Advocacy Group on New Medicare Hospice Law: “An Issue that Must be Closely Watched”

Hospice is “a special concept of care designed to provide comfort and support to patients and their families when a life-limiting illness no longer responds to cure-oriented treatments, explains the Hospice Foundation of America.

For families with a loved one currently receiving Hospice care, a new law is under debate and analysis by some advocacy groups. At the very least, they are keeping a close watch on the real-world effect of the law.

The new Medicare Home Health Face-to-Face Requirement is a condition of receiving payment for hospice services. “A physician must order Medicare home health services and must certify a patient’s eligibility for the benefit,” according to Center for Medicare and Medicaid Services (CMS). Moreover, “[before certifying] a patient’s eligibility for the home health benefit . . . [he or she] . . . must document . . . a face-to-face encounter with the patient.”

Why did Congress enact this law? Will the administrative burdens be worthy of debate? The rationale appears to have been; “[to ensure] that the orders and certification for home health services are based on a physician’s current knowledge of the patient’s clinical condition.” What remains unclear is whether Congress is trying to prevent some sort of perceived abuse of the Hospice process, whether Congress perceived physicians as lacking in diligence in this regard, or if it is a means to ensure money is not wasted.

Some groups ARE raising questions.
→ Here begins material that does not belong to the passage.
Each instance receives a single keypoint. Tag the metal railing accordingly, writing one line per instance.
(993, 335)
For example, an article recently was published by CMS, entitled, “New Hospice Face-to-Face Requirement: Help or Hindrance? The group expresses hope that the law will encourage more physician involvement, but also concern that “caring for hospice patients in their third and subsequent certification periods . . . [might become more] . . . difficult and potentially more expensive for providers than caring for patients in their first and second certification periods.” The group ends its article by noting it will continue to watch the issue, so that Medicare beneficiaries who are nearing the end of their lives will not bear any unintended burdens or care shortcomings as a result of this new law.